Он посмотрел направо. Что бы там ни располагалось – да хоть картофельное поле, – все скрывал бетонный забор метра в два высотой. А поверху – Максим напряг зрение – да, точно – поверху шла колючая проволока. В несколько рядов. Правда, с прорехами.

Чудеса, устало удивился Максим. Впрочем, восемь лет… Поди знай, что тут произошло…

Что ж, крюк не такой уж большой. В первую деревню, которая Минино, войти возле лесопилки, выбраться переулком на объездную дорогу, ведущую вдоль деревни к кирпичному заводу. Повернуть в противоположную сторону. Дорога всегда была насмерть разбитая, но по обочине, да налегке – не проблема, даже со сломанным ребром. А там уж и следующая деревня – которая Григорово. Рукой подать. По всей длиннющей главной (и единственной) улице протащиться. И – станция.

Максим ступил на главную мининскую улицу. Опять сжалось сердце. Глубокие рытвины, заполненные тухловатой водой; покосившиеся, дырявые заборы; жалкие почерневшие домишки за ними. И ни души.

Он повернул направо, побрел по улице. Сейчас вон там, по правую руку, немного в глубине, будет управа… тьфу, сельсовет, конечно, а перед ним памятник павшим героям Великой Отечественной – фанерная пирамидка в человеческий рост, выкрашенная серебрянкой и увенчанная гипсовой пятиконечной звездой. Как на воинском кладбище. Дальше убогий магазинчик – Максим никогда не видел его открытым, да и ни один знакомый грибник тоже. Еще метров сто – и поворот налево, на ту самую дорогу.

Память не обманула: сельсовет красовался на своем законном месте, и выцветшее красное полотнище с серпом и молотом нависало над входом. Чуть в стороне стоял грузовичок. Чуднóй такой грузочичок, словно из старых фильмов. «Студебеккер», – подумалось почему-то.

А вот пирамидки не было.
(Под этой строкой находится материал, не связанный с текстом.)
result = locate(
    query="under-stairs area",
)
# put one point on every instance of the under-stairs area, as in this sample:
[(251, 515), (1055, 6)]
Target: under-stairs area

На ее месте стоял на кирпичном постаменте, слепо таращась на Максима, бюст человека с густыми усами.

Это надо перекурить, сказал себе Максим. Он достал портсигар с зажигалкой, зажег длинную темно-коричневую сигариллу, затянулся, выпустил дым в сторону бюста.

Окно сельсовета распахнулось, и кто-то крикнул изнутри:

– Эй, товарищ! А ну-ка, стой!

Ничего не понимаю, но дело ясно, что дело плохо, лихорадочно подумал Максим.

Из дверей уже выбегали, топая сапогами, и он решился: сунул руку в карман, нащупал кнопку, надавил на нее.

Пусть дома считают, что все в порядке.